Эрик моргает. Пытается осознать. Слова, сказанные с такой странной, даже страшной интонацией, бьют в его мозгу. И черное чувство патокой разливается где-то внутри. И мужчина не понимает, отчего в нем начинают бурлить мрачные эмоции. То ли от осознания собственной вины, то ли от агрессии в отношении двух ублюдков. Внезапно Эрик приходит к простому пониманию.
Он не может безразлично относиться к этой девушке. Капкан захлопнулся, лязгнув зубами.
А руки Кристины, чьи широкие шаги гулко разносятся по узкому коридору, дрожат. Это злость. Лютая, стылая. У Эрика научилась. И вдруг губы ее размыкаются, выдыхая смешок.
Кристина больше не верит браваде Эрика.

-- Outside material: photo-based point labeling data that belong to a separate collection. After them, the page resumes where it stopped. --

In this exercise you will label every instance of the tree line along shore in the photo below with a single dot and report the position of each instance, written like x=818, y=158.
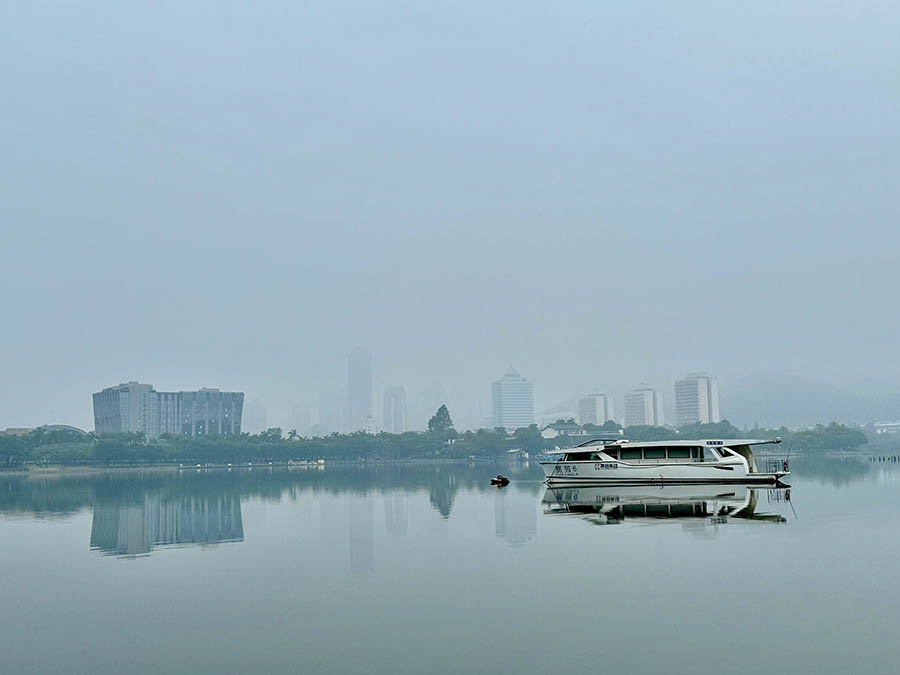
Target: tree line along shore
x=440, y=441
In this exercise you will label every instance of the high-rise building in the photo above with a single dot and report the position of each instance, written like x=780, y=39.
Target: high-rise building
x=643, y=406
x=136, y=407
x=394, y=419
x=513, y=401
x=128, y=407
x=359, y=388
x=696, y=399
x=332, y=411
x=301, y=418
x=256, y=418
x=596, y=409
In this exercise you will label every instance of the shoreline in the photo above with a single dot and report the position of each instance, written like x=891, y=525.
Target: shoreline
x=49, y=470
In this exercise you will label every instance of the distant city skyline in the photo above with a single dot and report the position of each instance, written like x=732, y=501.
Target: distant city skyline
x=512, y=401
x=644, y=406
x=135, y=407
x=596, y=409
x=696, y=399
x=359, y=389
x=394, y=413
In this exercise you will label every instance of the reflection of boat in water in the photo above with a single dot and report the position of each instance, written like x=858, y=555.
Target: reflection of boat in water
x=608, y=505
x=662, y=462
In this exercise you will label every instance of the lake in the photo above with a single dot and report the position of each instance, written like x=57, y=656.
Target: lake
x=426, y=568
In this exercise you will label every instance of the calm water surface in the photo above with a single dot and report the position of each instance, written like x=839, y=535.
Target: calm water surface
x=428, y=569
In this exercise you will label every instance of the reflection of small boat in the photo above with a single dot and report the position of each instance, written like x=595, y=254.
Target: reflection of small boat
x=622, y=462
x=609, y=505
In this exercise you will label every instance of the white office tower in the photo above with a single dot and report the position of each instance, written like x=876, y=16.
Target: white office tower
x=513, y=401
x=596, y=409
x=643, y=407
x=394, y=419
x=696, y=399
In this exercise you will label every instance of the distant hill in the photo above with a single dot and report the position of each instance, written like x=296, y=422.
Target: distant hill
x=772, y=400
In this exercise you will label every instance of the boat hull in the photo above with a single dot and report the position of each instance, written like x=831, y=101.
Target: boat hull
x=622, y=473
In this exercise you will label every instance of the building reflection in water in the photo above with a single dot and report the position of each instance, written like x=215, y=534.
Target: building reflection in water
x=362, y=534
x=136, y=528
x=396, y=516
x=515, y=517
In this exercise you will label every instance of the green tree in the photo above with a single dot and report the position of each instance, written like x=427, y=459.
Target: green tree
x=441, y=422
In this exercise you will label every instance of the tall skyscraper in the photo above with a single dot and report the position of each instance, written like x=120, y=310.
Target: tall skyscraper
x=332, y=411
x=643, y=406
x=256, y=417
x=359, y=388
x=136, y=407
x=696, y=399
x=596, y=409
x=513, y=401
x=129, y=407
x=394, y=419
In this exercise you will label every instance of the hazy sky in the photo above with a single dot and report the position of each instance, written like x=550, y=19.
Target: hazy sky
x=236, y=194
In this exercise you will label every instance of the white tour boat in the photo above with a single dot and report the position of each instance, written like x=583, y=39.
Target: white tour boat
x=661, y=462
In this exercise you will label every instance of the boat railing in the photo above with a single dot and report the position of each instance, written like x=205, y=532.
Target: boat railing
x=775, y=465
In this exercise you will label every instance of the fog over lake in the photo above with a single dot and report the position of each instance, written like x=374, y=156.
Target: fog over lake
x=238, y=194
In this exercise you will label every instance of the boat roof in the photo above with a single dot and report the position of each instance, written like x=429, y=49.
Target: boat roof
x=724, y=442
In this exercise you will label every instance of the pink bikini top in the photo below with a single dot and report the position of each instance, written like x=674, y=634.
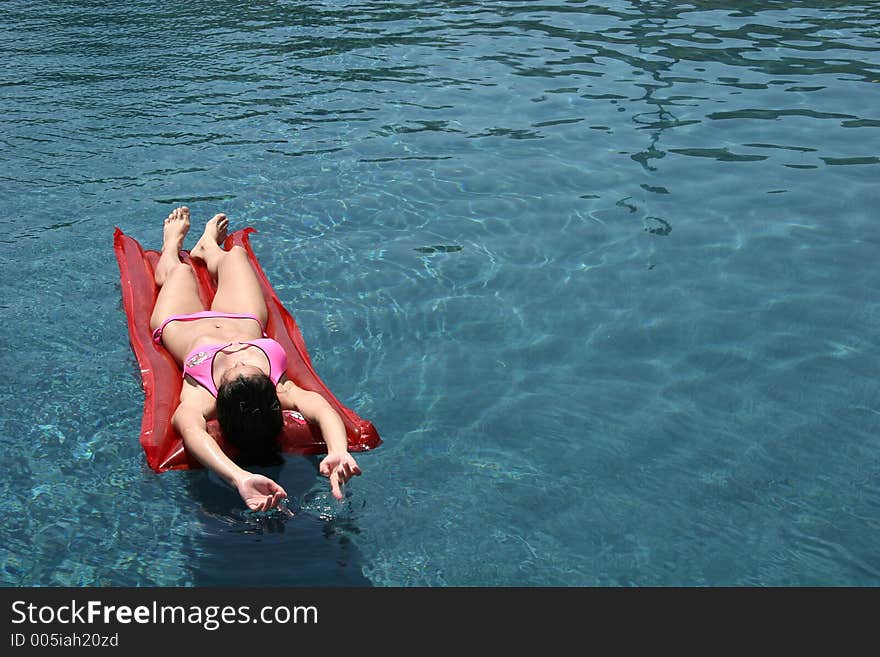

Баста. Он теперь ее не обманет.
Все поменялось. Раз и навсегда.
========== Глава 24 ==========
Трис Приор открывает глаза. Первое, что она видит — это полоску света, падающую из плохо зашторенного окна. Стекло грязное, с разводами сажи, словно тут давно что-то горело, в деревянной раме застряла каменная крошка. Окна есть лишь в комнатах так называемой правящей верхушки здесь: Эвелин Джонсон и ее самых близких подчиненных. Тобиас и Эрик в этот список тоже попали. Тобиас.
Девушка едва шевелится и чувствует рядом с собой теплое тело. Итон спит, закинув руку за голову и вытянувшись на постели. Простыня сбилась вокруг его поясницы, обнажая ступни и икры ног, мерно вздымающуюся и опадающую грудь, края татуировки на спине. Трис так и замирает. Смотрит на его спокойное во сне лицо, на чуть приоткрытые губы и подрагивающие веки — Тобиасу что-то снится. Она улыбается и осторожно, аккуратно шевелится, стягивая со своего тела часть простыни, желая спустить ноги на пол, бесшумно одеться и выскользнуть из комнаты Четыре.
Трис разучилась чувствовать смущение. Она даже почти привыкла к своему нескладному телу, к изобилию родинок и такой белой коже. Она больше не чувствует себя постыдно обнаженной. По крайней мере, не рядом с Тобиасом. Она знает, что они нарушают правила. Ведь ее не должно быть здесь. Она, как все рядовые солдаты и простые афракционеры, должна быть в общей спальне, ворочаться на жестком матраце, пытаться взбить подушку, давно превратившуюся в камень, и чувствовать подземный холод. Но она здесь, в этой простой комнате на широкой кровати рядом с любимым человеком.
Наверное, она счастливая. Смутное время настало в Чикаго, пошатнулись все привычные устои, грядет война, а может она уже идет. Скрытая, латентная, не столь очевидная глазу обывателя. Но иногда она забывает обо всем. Просто не помнит, кто она такая, ради чего здесь. Она помнит лишь губы и руки, теплую улыбку, слова, что шепчут ей на ухо, ласковые, тихие, идущие от самого сердца. Будь ее воля, она бы провела в кольце рук Тобиаса Итона всю жизнь, была бы по-женски слабой, мягкой и податливой. Была бы женщиной, которой рядом с ним стала. Но Трис Приор не может себе этого позволить, поэтому она тихо садится на постели и отбрасывает край простыни.
Чужая рука обхватывает ее запястье быстро и крепко. Девушка чувствует знакомую хватку мужских пальцев и поворачивает голову.